President Nixon spoke of applying the principles of a "new
federalism" by turning over to the state and local governments
the administration of programs established by the federal government.
We believe that far better for the nation would be reapplication of
the federalism specifically outlined in the Constitution.
Of one thing we are sure: the proposed family assistance program is
simply the substitution of one political panacea for another, and
neither continuation of the old nor adoption of the new will solve the
problem of poverty in the United States. One searches in vain for any
major economic and social problem that thus has been solved.

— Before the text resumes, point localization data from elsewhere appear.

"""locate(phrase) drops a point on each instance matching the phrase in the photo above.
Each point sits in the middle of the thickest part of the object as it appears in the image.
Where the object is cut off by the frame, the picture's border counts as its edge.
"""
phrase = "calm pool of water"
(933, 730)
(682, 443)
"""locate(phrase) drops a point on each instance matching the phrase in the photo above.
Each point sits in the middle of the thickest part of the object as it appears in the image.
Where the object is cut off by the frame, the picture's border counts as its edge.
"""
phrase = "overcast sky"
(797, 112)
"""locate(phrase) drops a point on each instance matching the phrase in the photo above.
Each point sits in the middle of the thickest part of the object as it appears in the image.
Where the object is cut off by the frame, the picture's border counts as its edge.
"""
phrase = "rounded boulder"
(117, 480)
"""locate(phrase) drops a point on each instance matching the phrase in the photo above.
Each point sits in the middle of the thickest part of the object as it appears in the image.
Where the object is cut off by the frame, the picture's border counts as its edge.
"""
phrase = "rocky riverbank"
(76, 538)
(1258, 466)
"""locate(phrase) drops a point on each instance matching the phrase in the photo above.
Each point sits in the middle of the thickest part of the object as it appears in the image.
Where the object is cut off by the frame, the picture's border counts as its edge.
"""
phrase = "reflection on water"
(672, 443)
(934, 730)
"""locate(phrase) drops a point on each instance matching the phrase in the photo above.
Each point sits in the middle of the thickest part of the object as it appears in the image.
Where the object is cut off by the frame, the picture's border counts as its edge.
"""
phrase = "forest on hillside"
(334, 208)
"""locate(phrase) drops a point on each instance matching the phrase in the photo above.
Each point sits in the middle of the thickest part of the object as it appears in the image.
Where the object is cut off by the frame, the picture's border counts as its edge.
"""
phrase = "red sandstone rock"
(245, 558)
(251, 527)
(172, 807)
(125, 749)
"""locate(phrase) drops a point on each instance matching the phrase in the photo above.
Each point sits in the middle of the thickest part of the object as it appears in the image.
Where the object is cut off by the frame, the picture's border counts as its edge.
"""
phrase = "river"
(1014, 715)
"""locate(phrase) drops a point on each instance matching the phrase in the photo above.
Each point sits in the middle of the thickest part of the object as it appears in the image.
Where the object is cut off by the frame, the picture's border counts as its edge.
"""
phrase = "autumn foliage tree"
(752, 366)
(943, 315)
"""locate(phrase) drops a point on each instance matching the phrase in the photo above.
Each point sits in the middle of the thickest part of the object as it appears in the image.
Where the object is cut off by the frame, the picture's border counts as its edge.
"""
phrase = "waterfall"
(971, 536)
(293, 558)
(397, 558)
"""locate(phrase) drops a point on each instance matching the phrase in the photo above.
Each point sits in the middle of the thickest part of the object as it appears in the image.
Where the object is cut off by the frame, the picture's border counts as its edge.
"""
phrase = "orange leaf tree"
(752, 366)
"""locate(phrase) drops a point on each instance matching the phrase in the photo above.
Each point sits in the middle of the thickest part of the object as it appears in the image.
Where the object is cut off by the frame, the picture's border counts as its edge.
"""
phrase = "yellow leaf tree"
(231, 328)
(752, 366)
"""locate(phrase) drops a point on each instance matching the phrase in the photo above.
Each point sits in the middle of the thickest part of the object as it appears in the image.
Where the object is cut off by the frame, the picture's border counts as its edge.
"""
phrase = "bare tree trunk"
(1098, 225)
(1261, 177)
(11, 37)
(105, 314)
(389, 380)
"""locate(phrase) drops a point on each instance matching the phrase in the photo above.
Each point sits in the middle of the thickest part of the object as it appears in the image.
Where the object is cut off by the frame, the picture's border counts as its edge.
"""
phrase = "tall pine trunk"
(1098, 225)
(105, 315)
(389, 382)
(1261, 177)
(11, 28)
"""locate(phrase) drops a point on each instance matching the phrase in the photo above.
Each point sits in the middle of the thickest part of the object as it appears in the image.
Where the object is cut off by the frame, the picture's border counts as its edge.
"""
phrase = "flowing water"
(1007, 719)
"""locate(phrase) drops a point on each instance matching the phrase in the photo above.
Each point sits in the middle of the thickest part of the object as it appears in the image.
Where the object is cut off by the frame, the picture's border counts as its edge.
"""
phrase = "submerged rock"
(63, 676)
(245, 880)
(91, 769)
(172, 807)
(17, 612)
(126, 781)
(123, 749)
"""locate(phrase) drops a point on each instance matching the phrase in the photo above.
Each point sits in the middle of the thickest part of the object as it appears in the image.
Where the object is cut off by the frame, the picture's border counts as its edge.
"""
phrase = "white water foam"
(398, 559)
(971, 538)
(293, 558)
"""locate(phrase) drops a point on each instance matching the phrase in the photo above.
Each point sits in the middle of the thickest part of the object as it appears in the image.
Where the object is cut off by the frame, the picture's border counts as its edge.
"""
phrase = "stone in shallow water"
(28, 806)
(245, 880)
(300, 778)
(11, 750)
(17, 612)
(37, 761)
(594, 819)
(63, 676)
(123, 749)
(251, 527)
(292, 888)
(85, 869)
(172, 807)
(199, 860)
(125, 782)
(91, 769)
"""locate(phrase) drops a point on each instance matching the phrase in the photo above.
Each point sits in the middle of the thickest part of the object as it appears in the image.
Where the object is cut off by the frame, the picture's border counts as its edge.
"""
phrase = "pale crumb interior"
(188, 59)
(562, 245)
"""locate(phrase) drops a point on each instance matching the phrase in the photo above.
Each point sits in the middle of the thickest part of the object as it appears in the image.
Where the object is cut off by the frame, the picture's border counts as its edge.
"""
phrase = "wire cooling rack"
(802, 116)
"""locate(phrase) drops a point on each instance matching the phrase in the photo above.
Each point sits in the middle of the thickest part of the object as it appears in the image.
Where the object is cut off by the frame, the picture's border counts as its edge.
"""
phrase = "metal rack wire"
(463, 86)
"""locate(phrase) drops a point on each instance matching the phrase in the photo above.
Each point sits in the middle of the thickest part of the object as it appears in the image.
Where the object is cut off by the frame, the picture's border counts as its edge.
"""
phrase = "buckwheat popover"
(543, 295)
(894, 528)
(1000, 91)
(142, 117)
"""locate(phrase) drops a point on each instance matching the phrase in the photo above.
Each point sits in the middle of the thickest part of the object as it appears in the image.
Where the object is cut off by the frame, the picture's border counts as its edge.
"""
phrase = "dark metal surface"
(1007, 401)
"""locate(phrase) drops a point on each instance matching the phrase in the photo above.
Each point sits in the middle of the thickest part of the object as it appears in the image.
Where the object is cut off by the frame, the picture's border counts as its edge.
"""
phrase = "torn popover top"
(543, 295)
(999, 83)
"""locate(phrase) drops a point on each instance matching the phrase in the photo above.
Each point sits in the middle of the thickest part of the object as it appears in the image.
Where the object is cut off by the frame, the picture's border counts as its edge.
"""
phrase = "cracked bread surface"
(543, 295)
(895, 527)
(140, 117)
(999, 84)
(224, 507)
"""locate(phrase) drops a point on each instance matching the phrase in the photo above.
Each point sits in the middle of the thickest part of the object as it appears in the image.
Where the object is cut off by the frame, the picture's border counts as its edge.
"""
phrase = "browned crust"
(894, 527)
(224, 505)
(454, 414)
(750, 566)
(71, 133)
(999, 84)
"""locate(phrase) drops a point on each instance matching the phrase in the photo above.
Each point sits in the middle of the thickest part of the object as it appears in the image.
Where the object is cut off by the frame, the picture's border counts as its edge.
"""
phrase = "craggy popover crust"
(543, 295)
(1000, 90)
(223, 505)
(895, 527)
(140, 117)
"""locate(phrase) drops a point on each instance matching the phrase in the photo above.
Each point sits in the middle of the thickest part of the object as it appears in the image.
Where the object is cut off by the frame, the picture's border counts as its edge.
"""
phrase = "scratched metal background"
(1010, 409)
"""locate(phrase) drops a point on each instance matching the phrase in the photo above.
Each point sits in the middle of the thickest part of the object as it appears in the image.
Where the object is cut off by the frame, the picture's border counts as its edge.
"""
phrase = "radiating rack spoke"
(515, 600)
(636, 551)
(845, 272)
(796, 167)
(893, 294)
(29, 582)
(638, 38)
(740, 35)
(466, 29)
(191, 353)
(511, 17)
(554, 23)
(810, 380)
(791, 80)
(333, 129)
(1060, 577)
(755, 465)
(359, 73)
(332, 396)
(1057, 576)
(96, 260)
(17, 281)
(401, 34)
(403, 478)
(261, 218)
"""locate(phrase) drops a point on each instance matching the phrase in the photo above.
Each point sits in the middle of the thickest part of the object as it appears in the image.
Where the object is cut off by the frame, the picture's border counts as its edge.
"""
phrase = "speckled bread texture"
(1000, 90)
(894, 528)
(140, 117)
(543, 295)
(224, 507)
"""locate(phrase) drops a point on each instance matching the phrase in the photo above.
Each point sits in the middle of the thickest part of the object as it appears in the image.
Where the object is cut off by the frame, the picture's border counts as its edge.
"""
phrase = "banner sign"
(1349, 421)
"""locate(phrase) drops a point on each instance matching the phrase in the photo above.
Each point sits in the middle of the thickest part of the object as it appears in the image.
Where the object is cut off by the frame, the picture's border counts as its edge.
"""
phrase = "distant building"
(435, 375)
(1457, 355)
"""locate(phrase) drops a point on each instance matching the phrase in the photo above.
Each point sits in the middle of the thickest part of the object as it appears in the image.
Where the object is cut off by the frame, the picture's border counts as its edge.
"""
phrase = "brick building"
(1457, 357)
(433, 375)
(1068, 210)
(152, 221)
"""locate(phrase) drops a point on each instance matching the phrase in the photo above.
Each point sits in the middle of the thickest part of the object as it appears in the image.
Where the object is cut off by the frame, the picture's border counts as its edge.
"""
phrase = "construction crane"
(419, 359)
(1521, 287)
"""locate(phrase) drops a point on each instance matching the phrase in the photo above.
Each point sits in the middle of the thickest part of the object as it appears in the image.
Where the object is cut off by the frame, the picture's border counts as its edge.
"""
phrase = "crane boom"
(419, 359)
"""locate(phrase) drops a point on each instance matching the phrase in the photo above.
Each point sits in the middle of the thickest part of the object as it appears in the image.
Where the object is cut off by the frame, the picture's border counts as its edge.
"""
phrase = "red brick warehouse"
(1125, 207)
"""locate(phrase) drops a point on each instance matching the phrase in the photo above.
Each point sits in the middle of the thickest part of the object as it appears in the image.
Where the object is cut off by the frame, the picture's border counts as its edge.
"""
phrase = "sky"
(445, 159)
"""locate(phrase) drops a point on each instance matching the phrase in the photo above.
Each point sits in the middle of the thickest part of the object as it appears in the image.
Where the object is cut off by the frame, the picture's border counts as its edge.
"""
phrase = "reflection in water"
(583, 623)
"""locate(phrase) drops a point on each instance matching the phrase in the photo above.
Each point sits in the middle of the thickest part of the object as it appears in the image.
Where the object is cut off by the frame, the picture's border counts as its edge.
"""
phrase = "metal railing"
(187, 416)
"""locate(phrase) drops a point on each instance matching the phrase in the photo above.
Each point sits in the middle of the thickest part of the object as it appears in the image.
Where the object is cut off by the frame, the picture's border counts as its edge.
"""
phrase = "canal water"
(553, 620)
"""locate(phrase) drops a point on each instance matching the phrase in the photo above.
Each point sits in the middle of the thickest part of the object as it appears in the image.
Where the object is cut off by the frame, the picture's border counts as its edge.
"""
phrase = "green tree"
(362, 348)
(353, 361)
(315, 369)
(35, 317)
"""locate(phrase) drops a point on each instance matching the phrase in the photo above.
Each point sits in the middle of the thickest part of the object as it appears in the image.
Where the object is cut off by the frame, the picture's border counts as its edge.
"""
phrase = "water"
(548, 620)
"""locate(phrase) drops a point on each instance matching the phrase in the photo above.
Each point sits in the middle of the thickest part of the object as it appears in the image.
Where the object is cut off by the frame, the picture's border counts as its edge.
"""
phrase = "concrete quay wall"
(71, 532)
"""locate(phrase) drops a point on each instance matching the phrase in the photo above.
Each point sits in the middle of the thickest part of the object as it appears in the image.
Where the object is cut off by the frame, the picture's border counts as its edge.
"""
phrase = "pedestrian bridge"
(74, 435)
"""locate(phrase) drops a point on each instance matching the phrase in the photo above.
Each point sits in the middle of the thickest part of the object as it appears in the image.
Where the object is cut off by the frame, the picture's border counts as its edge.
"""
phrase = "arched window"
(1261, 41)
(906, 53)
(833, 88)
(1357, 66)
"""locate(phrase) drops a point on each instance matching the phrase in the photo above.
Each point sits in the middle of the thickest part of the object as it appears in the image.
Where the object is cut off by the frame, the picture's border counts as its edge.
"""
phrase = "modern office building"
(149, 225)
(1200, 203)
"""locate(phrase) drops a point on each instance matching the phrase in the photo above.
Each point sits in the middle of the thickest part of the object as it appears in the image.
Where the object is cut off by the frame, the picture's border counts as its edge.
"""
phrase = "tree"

As far as the experience of the human race reveals, there are only
two ways in which such problems may be solved. These are:
1. Prolonged and persistent application of modern scientific methods
of inquiry into social and economic problems. Such inquiry is only
beginning to yield fragmentary warranted assertions or useful
solutions to problems; or,
2. Luck in happening to find a complete or partial solution in the
process of experimenting with various means.
The President did not even mention the first possible road to success
in the long run, and a political panacea planned by the federal
government prevents widespread experimentation by the various states
and municipalities. Every failure of a single national plan is a
disaster that makes practical experimentation a decidedly slow and
discouraging process. Such is the usual consequence of central
planning by so-called experts who fail to develop useful solutions to
problems by modern scientific methods of inquiry.
REFERENCE
* Economic Education Bulletin
for May 1969 (Vol. IX, No. 4), Can Our Republic Survive? Twentieth
Century Common Sense and the American Crisis, pages 26-30.